We instantiate a new user and make it the logged in user with actingAs. The $guard in the test above will be null, meaning the default guard, called web will be used. (This default guard is set up in the auth.php config file.

Up until now, we've only tested the default behavior and nothing about the code we added. I still like having those tests, to be 100% sure that our new feature doesn't mess with the default behavior.

Let's take a look at our third test.

/** @test */
public function it_will_redirect_to_the_login_page_when_authenticated_with_the_wrong_guard()
{
    config()->set('mailcoach.guard', 'api');

    $this->authenticate('web');

    $this->get(route('mailcoach.campaigns'))->assertRedirect(route('login'));
}

In this test, we make sure that, if you're logged in with the wrong guard, you get redirected. First, we set the guard that mailcoach should use to api (api is also one of the guards that's being set up by default in a regular Laravel app). We use web to authenticate, and because that doesn't match with the guard that mailcoach uses, it will redirect to the login page.

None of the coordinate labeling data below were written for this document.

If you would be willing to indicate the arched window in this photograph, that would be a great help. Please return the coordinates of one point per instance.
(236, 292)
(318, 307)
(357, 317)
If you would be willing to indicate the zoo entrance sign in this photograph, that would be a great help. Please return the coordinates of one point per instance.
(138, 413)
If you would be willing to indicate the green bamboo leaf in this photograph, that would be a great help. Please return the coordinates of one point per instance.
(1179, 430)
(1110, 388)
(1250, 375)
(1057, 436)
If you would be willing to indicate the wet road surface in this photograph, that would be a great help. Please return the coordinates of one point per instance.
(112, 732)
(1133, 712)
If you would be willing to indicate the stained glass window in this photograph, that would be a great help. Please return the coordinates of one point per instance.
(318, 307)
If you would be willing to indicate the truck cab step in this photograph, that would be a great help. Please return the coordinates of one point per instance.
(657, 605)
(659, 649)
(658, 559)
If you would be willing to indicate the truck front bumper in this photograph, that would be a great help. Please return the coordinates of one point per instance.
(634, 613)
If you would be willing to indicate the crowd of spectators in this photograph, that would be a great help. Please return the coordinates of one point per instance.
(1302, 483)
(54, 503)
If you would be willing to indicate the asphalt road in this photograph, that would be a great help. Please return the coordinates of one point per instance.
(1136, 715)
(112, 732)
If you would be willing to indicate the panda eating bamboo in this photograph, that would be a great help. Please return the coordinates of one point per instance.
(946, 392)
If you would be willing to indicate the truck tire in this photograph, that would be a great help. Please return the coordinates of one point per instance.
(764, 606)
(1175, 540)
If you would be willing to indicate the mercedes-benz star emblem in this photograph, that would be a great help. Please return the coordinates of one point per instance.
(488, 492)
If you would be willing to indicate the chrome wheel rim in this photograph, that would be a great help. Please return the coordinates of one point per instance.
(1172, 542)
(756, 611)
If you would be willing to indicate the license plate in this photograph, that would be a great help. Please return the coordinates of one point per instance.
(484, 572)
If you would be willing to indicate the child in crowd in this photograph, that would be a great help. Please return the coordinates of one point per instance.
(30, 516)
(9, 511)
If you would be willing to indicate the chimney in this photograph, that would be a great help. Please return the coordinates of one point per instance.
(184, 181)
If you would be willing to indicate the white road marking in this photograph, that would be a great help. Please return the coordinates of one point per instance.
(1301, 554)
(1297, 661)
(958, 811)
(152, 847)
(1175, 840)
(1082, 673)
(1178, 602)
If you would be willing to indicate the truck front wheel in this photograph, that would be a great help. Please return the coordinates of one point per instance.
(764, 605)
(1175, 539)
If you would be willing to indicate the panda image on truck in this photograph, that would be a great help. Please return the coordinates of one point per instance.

Finally, let's look a the last test, in which we make sure that if mailcoach uses an alternative guard and you are logged in via that guard, you can see the UI.

/** @test */
public function when_authenticated_with_the_right_guard_it_can_view_the_mailcoach_ui()
{
    config()->set('mailcoach.guard', 'api');

    $this->authenticate('api');

    $this->get(route('mailcoach.campaigns'))->assertSuccessful();
}

And with that, we're sure that our Authenticate middleware works as expected.

Here's the full test.

namespace Spatie\Mailcoach\Tests\Http\Middleware;

use Illuminate\Support\Facades\Route;
use Spatie\Mailcoach\Tests\TestCase;

class AuthenticateTest extends TestCase
{
    public function setUp(): void
    {
        parent::setUp();

        Route::get('login')->name('login');

        $this->withExceptionHandling();
    }

    /** @test */
    public function when_not_authenticated_it_redirects_to_the_login_route()
    {
        $this->get(route('mailcoach.campaigns'))->assertRedirect(route('login'));
    }

    /** @test */
    public function when_authenticated_it_can_view_the_mailcoach_ui()
    {
        $this->authenticate();

        $this->get(route('mailcoach.campaigns'))->assertSuccessful();
    }

    /** @test */
    public function it_will_redirect_to_the_login_page_when_authenticated_with_the_wrong_guard()
    {
        config()->set('mailcoach.guard', 'api');

        $this->authenticate('web');

        $this->get(route('mailcoach.campaigns'))->assertRedirect(route('login'));
    }

    /** @test */
    public function when_authenticated_with_the_right_guard_it_can_view_the_mailcoach_ui()
    {
        config()->set('mailcoach.guard', 'api');

        $this->authenticate('api');

        $this->get(route('mailcoach.campaigns'))->assertSuccessful();
    }
}

In closing

What I like about these tests is that they are straightforward. Some might think it's better to test all of this in isolation (so you'd mock a request and let that go through the middleware), but I feel that pragmatic, more feature test like approach gives enough confidence that everything works as intended.

A big thank you to my colleague Alex who helped with figuring out these tests.